Formica also found that the nakedness “was unnecessary and inconsistent with the principles of dignity and respect” in the Geneva Conventions. And he said that while one of the prisoners fed just bread and water appeared to be in good condition, 17 days of that diet “is too long.”

In his recommendations he said detainees should receive adequate bedding, food, water and holding areas, get systematic medical screenings and a clear record of their detention at every level.

No systematic mistreatment
He dismissed other specific allegations of more serious abuse in several earlier cases. He said that the allegations of rape, sodomy and beatings were not substantiated by medical examinations and that the accusers’ stories changed over time and were not credible.

Jacoby was dispatched in May 2004 to examine the treatment of detainees at facilities in Afghanistan.

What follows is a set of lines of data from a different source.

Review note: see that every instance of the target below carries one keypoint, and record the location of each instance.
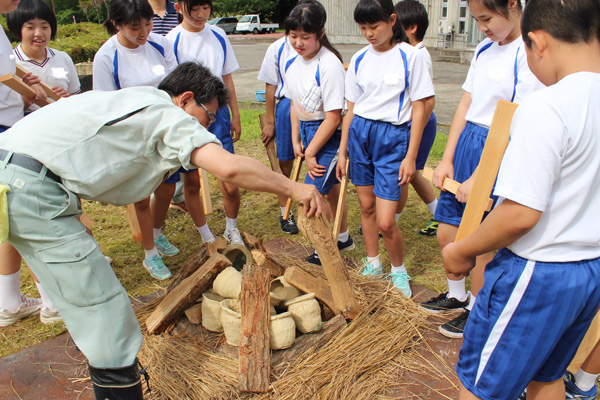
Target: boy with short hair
(548, 182)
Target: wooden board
(270, 147)
(134, 224)
(317, 230)
(185, 294)
(254, 351)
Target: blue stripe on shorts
(283, 130)
(527, 323)
(376, 150)
(466, 158)
(221, 128)
(325, 156)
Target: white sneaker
(233, 236)
(27, 308)
(49, 317)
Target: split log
(254, 350)
(185, 294)
(316, 229)
(266, 261)
(308, 283)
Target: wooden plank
(450, 185)
(47, 88)
(134, 224)
(308, 283)
(266, 261)
(254, 351)
(205, 191)
(295, 174)
(487, 170)
(185, 294)
(341, 201)
(270, 147)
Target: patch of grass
(259, 216)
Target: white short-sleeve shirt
(552, 164)
(117, 67)
(11, 103)
(383, 86)
(301, 76)
(271, 70)
(209, 47)
(56, 70)
(497, 73)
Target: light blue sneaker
(164, 247)
(400, 280)
(157, 267)
(370, 269)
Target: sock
(401, 269)
(231, 223)
(431, 206)
(10, 291)
(457, 289)
(207, 236)
(152, 252)
(343, 236)
(471, 301)
(585, 381)
(46, 300)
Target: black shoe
(347, 245)
(313, 259)
(443, 303)
(289, 225)
(454, 329)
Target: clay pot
(228, 283)
(231, 318)
(283, 289)
(282, 331)
(211, 312)
(306, 312)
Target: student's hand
(310, 197)
(464, 190)
(60, 91)
(268, 133)
(236, 128)
(443, 171)
(455, 263)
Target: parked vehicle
(228, 24)
(251, 23)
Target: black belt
(29, 163)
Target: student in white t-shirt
(134, 56)
(35, 24)
(278, 116)
(386, 86)
(314, 81)
(195, 40)
(498, 71)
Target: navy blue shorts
(376, 150)
(466, 158)
(426, 141)
(283, 130)
(221, 128)
(527, 323)
(325, 156)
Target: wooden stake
(341, 201)
(271, 149)
(317, 230)
(185, 294)
(295, 174)
(254, 350)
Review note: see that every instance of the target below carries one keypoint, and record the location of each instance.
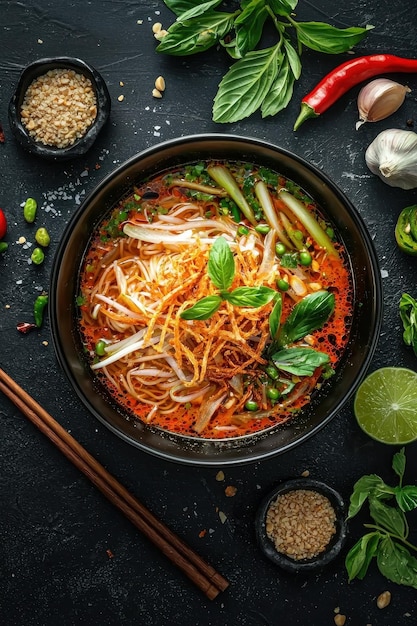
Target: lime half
(385, 405)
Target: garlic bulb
(393, 157)
(379, 99)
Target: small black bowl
(336, 543)
(38, 68)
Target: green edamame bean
(39, 308)
(100, 348)
(305, 258)
(29, 210)
(282, 284)
(37, 256)
(42, 237)
(251, 405)
(262, 229)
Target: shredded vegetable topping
(205, 317)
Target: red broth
(156, 257)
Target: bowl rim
(219, 452)
(38, 68)
(336, 544)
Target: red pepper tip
(306, 112)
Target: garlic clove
(393, 157)
(379, 99)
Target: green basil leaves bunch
(387, 540)
(262, 77)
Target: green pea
(272, 372)
(42, 237)
(282, 284)
(272, 393)
(100, 348)
(263, 229)
(305, 257)
(37, 256)
(29, 210)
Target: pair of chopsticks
(197, 570)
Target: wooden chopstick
(200, 572)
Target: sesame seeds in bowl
(59, 107)
(301, 525)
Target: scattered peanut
(301, 523)
(383, 599)
(58, 107)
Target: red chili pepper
(3, 224)
(342, 78)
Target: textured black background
(55, 528)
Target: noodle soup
(215, 300)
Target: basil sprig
(388, 540)
(221, 270)
(261, 78)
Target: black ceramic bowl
(39, 68)
(334, 546)
(333, 395)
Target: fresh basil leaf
(283, 7)
(406, 497)
(396, 563)
(329, 39)
(293, 59)
(203, 309)
(389, 517)
(311, 313)
(250, 296)
(245, 86)
(275, 316)
(221, 264)
(299, 361)
(197, 10)
(196, 35)
(398, 464)
(361, 554)
(181, 6)
(363, 488)
(277, 99)
(249, 25)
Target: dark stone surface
(55, 527)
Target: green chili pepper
(29, 210)
(37, 256)
(39, 308)
(42, 237)
(406, 230)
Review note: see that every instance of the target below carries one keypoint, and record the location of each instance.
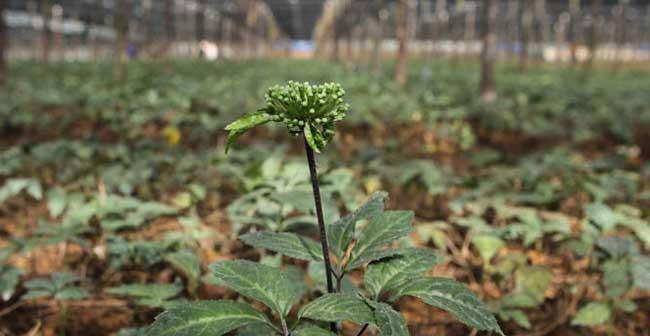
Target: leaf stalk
(321, 221)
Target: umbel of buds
(305, 109)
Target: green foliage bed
(538, 200)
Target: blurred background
(517, 130)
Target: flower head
(304, 108)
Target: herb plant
(391, 272)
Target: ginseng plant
(391, 272)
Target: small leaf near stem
(321, 222)
(365, 326)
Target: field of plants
(118, 200)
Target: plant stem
(285, 329)
(365, 326)
(321, 221)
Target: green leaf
(385, 275)
(314, 138)
(71, 293)
(311, 330)
(487, 245)
(289, 244)
(370, 256)
(338, 307)
(186, 261)
(243, 124)
(531, 283)
(149, 295)
(517, 315)
(616, 277)
(594, 313)
(341, 232)
(205, 318)
(602, 215)
(257, 329)
(56, 201)
(269, 285)
(9, 278)
(389, 321)
(383, 229)
(451, 296)
(641, 272)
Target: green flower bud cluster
(300, 104)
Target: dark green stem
(321, 221)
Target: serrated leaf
(517, 315)
(256, 329)
(311, 330)
(341, 232)
(243, 124)
(387, 274)
(383, 229)
(338, 307)
(316, 271)
(594, 313)
(389, 321)
(451, 296)
(269, 285)
(289, 244)
(205, 318)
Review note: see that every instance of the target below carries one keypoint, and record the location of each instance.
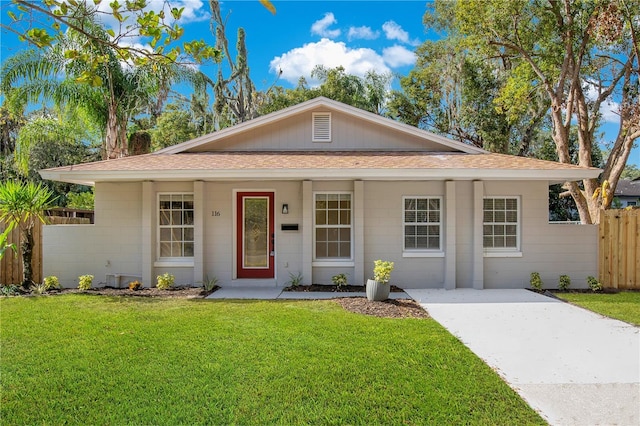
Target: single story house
(628, 192)
(319, 189)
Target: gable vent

His report found “no systematic or widespread mistreatment of detainees,” but concluded that the opportunities for mistreatment and the ever-changing battlefield there demanded changes in procedures.

He said that there was “a consistent lack of knowledge” regarding the capture, processing, detention and interrogation of detainees and that policies varied at facilities across the country. Jacoby also concluded that the lack of clear standards created opportunities for abuse and impeded efforts to gain timely intelligence and that interrogation standards were “inconsistent and unevenly applied.”

To date, there have been about 600 investigations into detainee-related incidents of all kinds, including natural deaths and detainee assaults on other detainees, according to Army spokesman Paul Boyce. As a result, he said, 267 soldiers have received some type of punishment, including 85 courts-martial and 95 nonjudicial actions.

Jim Miklaszewski, NBC News’ Pentagon correspondent, and The Associated Press contributed to this article.